05 Feb 2025 2 min read

AI Quality Control: The Unsexy Secret to Spectacular Results 💎

Hello folks!

In today's Technical Tuesday, I've some highly practical tips on improving your generative AI applications from Hamel Husain and Hugo Bowne-Anderson!

Their secret sauce? "Looking at your data" (I know, I know - not exactly Netflix-worthy excitement 😅). But stick with me here...

Picture yourself as an AI detective 🔍 You're collecting evidence (LLM calls) and hunting for clues (errors). Sure, scrolling through text rows isn't as thrilling as binge-watching your favorite show, but it's how you catch your AI when it's being... less than brilliant. Whether you're building a CRM that converses in natural language with your users or an article summarizer, you want to be sure that your application is delivering on its promises for various conditions.

Convinced of the importance? Hamel has provided us with a 7 step process for error analysis, and some suggestions for tools.

Here are the 7 steps:

Start by collecting the telemetry of LLM calls. No real users yet? Hamel has some suggestions for you. We will cover this later on.
You want to have ground truth for what the output of your LLM calls should be. If your use case do not have ground truths (e.g. summaries), then you need good taste.
Inspect your data.
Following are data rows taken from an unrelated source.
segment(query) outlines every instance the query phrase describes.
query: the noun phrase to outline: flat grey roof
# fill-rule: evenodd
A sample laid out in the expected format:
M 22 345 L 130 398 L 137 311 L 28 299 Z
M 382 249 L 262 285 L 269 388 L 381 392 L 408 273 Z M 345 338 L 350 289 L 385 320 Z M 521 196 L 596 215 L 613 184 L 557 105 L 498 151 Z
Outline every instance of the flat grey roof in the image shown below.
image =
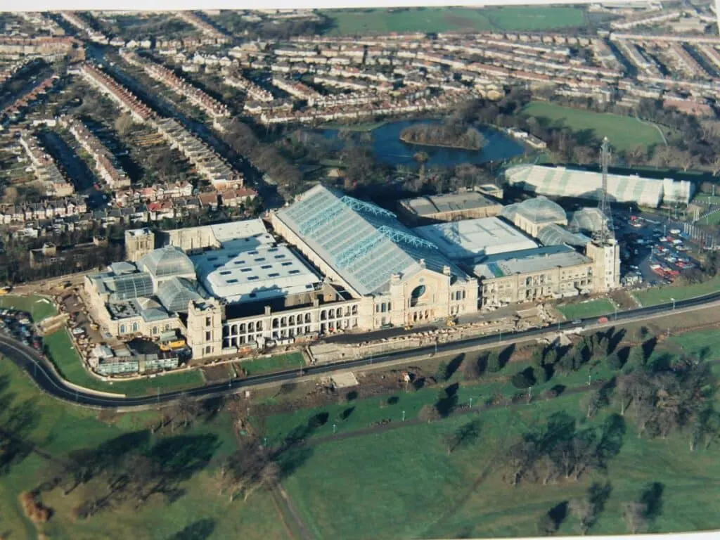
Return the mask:
M 492 279 L 590 262 L 592 261 L 588 257 L 569 246 L 545 246 L 535 249 L 490 255 L 475 265 L 473 273 L 477 277 Z
M 400 204 L 418 216 L 432 215 L 445 212 L 459 212 L 486 206 L 497 206 L 493 201 L 477 192 L 448 193 L 444 195 L 428 195 L 415 199 L 405 199 Z
M 192 257 L 198 278 L 215 297 L 252 301 L 312 290 L 320 281 L 284 245 L 251 245 L 243 239 Z
M 497 217 L 481 217 L 418 227 L 415 233 L 453 260 L 532 249 L 537 243 Z

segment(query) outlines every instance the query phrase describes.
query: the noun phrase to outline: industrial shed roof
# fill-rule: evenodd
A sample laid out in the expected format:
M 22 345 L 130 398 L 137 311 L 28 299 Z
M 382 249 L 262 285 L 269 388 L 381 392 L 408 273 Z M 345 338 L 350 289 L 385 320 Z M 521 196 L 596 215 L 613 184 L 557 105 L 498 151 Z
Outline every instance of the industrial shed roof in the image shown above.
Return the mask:
M 565 167 L 518 165 L 509 168 L 505 176 L 512 185 L 554 197 L 598 199 L 603 184 L 603 176 L 599 172 Z M 665 189 L 672 191 L 675 199 L 678 197 L 678 193 L 686 194 L 688 200 L 692 192 L 688 182 L 656 180 L 638 176 L 608 175 L 608 195 L 611 200 L 634 202 L 642 206 L 654 207 L 660 205 Z
M 362 295 L 386 291 L 393 274 L 417 273 L 420 259 L 429 269 L 441 272 L 451 266 L 456 276 L 465 277 L 394 213 L 325 186 L 315 186 L 276 217 Z

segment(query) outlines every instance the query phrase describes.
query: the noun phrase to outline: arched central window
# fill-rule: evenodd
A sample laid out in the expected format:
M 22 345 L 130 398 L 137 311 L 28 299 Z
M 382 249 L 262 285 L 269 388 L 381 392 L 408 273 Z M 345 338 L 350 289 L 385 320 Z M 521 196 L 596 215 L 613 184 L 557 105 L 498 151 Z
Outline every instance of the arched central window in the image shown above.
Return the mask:
M 418 285 L 410 294 L 410 307 L 414 307 L 418 305 L 418 301 L 423 297 L 425 294 L 425 285 Z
Spreadsheets can be a good start!
Create a column named 'notes' where you indicate what went wrong with that particular row (if any).
Once you've gone through enough rows, you can create error categories, and assign each row an error category.
Next, create a pivot table to conduct analysis on the errors.
From here, you can decide your next steps- be it correcting certain type of errors, creating unit tests to stress test those categories, or developing LLM as a judge.
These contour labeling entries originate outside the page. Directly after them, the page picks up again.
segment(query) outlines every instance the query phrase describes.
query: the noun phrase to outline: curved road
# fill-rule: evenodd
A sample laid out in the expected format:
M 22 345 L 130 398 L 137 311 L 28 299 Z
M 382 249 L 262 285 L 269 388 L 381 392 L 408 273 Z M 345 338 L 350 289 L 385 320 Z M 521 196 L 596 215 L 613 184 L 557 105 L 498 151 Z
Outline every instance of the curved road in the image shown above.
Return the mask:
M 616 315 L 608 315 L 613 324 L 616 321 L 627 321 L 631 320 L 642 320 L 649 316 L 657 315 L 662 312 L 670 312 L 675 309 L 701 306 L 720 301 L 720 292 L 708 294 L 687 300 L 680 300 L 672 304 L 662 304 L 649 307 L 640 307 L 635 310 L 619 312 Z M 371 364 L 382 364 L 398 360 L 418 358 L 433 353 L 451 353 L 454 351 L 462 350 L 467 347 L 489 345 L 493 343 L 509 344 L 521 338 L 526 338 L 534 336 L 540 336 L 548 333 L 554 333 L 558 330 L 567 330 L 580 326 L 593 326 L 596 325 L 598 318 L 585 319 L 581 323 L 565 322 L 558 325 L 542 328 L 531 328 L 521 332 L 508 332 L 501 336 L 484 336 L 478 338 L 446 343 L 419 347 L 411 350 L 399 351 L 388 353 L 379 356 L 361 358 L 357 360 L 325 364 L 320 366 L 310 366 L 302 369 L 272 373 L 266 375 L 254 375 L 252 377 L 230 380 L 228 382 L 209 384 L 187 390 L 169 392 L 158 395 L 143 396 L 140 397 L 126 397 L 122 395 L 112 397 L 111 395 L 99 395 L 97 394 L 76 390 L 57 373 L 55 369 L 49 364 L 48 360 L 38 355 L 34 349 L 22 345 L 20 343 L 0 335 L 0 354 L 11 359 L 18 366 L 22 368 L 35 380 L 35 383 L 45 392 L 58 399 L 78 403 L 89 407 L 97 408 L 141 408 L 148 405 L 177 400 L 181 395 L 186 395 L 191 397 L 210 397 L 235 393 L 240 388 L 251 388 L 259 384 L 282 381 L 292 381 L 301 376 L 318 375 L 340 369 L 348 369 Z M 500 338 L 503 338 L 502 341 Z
Now that you're armed with this spicy recipe, here are some tools that Hamel recommended:

Arize Phoenix: open-source AI observability platform designed for experimentation, evaluation, and troubleshooting
LangSmith: Similar to Arize Phoenix- AI observability platform
Braintrust: an end to end platform for building AI apps, but it also has features similar to those offered by Phoenix and LangSmith

Lastly- what if you do not have any users and real data for this process? Hamel recommends using synthetic data- asking a LLM to simulate a user and actual response pair. For example, you may want a frustrated user input along with the corresponding correct output.

Try these suggestions and let us know how it has helped your AI applications!